Methods: 19 patients (10 F, 9 M; mean age: 58y) with renal tumors confirmed by pathology or clinical follow-up were recruited: 6 clear cell RCC (CCC), 2 papillary RCC (PCC), 3 chromophobe RCC (CRCC), 2 transitional cell carcinoma (TCC), 6 angiomyolipoma (AML). 4 sets of imaging were performed: early and delayed ACT PET/CT at 15 and 30 min; FDG PET/CT at 60 and 120 min. The same ROI was drawn and copied on the 4 sets of PET imaging. A simplified first order kinetic model, K1exp(-k2t), was proposed. When the kinetic model was normalized to normal kidney, 2 new parameters, K1 ratio (defined as K1*) and exp(-k2t) ratio (defined as k2*), were generated and approximated by early and delayed “SUVmax ratios of lesion to kidney.”

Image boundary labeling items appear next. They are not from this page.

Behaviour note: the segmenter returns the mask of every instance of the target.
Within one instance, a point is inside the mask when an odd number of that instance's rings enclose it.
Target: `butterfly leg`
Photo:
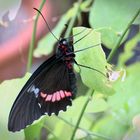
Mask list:
[[[74,60],[75,64],[79,67],[83,67],[83,68],[87,68],[87,69],[91,69],[91,70],[94,70],[96,72],[99,72],[100,74],[102,74],[103,76],[107,77],[106,74],[104,74],[103,72],[95,69],[95,68],[92,68],[92,67],[89,67],[89,66],[85,66],[85,65],[82,65],[82,64],[78,64],[75,60]]]

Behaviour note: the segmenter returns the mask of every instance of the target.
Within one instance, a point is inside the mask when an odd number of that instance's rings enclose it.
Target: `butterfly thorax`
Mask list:
[[[72,42],[66,39],[61,39],[58,44],[56,57],[62,57],[61,59],[65,62],[67,67],[71,69],[75,57]]]

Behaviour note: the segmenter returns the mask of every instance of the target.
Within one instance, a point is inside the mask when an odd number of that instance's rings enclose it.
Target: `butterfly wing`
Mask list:
[[[46,113],[65,111],[76,92],[71,84],[75,85],[75,75],[61,59],[54,55],[44,62],[16,98],[9,115],[9,131],[19,131]]]

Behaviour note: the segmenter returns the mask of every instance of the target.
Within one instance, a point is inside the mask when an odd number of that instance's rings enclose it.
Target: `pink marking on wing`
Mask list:
[[[65,98],[65,94],[64,94],[64,91],[63,90],[60,90],[59,91],[59,94],[60,94],[60,96],[61,96],[62,99]]]
[[[41,93],[40,93],[40,96],[41,96],[42,98],[46,98],[47,94],[41,92]]]
[[[55,100],[56,100],[56,93],[53,93],[53,95],[52,95],[52,102],[55,102]]]
[[[56,92],[56,100],[57,100],[57,101],[60,101],[60,99],[61,99],[60,94],[59,94],[59,92],[57,91],[57,92]]]
[[[46,97],[45,101],[51,101],[51,99],[52,99],[52,95],[49,94],[49,95]]]
[[[69,91],[65,91],[65,95],[66,95],[67,97],[72,96],[71,92],[69,92]]]

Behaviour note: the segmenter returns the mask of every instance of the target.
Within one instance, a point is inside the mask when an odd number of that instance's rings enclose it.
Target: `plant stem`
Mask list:
[[[65,33],[66,38],[70,36],[72,27],[74,26],[75,20],[77,18],[78,13],[79,13],[81,3],[82,3],[82,0],[79,0],[78,3],[75,4],[75,9],[76,9],[75,16],[73,16],[73,18],[70,20],[67,31]]]
[[[40,7],[39,7],[39,11],[42,10],[44,4],[45,4],[46,0],[42,0]],[[32,39],[30,42],[30,47],[29,47],[29,53],[28,53],[28,63],[27,63],[27,71],[30,71],[30,68],[32,66],[32,61],[33,61],[33,50],[34,50],[34,46],[35,46],[35,36],[36,36],[36,28],[37,28],[37,22],[38,22],[38,18],[39,18],[39,13],[37,13],[36,19],[34,21],[34,27],[33,27],[33,33],[32,33]]]
[[[132,20],[129,22],[129,24],[127,25],[126,29],[124,30],[124,32],[122,33],[122,36],[120,37],[119,41],[117,42],[116,46],[111,50],[108,58],[107,58],[107,62],[110,63],[113,56],[115,56],[117,49],[119,48],[123,37],[125,36],[126,32],[128,31],[128,29],[130,28],[130,26],[132,25],[132,23],[135,21],[135,19],[137,18],[137,16],[140,13],[140,9],[136,12],[136,14],[134,15],[134,17],[132,18]]]
[[[94,90],[91,91],[90,97],[92,97],[93,93],[94,93]],[[81,111],[81,113],[80,113],[80,115],[79,115],[79,118],[78,118],[78,120],[77,120],[77,123],[76,123],[76,125],[75,125],[75,127],[74,127],[74,131],[73,131],[73,133],[72,133],[71,140],[74,140],[74,137],[75,137],[77,128],[79,127],[79,124],[80,124],[81,119],[82,119],[82,117],[83,117],[83,115],[84,115],[84,112],[85,112],[85,110],[86,110],[86,107],[87,107],[87,105],[88,105],[88,103],[89,103],[89,101],[90,101],[90,97],[88,97],[87,100],[86,100],[86,102],[84,103],[84,106],[83,106],[83,108],[82,108],[82,111]]]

Results: All renal tumors except CCC had distinct characteristics (see table). PCC and TCC had similar ACT kinetics, but both FDG K1* and k2* were significantly different (P<0.05). CRCC and AML had similar DT kinetics except that their ACT k2* was significantly different. CCC patients showed little to no ACT uptake (K1*: <1 to 1.4) with variable FDG metabolism (K1*: <1 to 2.9). Two CCC were false negative by the four parameters.

Conclusions: DT PET/CT is useful in the evaluation of renal neoplasm and differentiation of individual functional constituents in relation to pathology. A negative DT dual-time point PET/CT study cannot exclude CCC.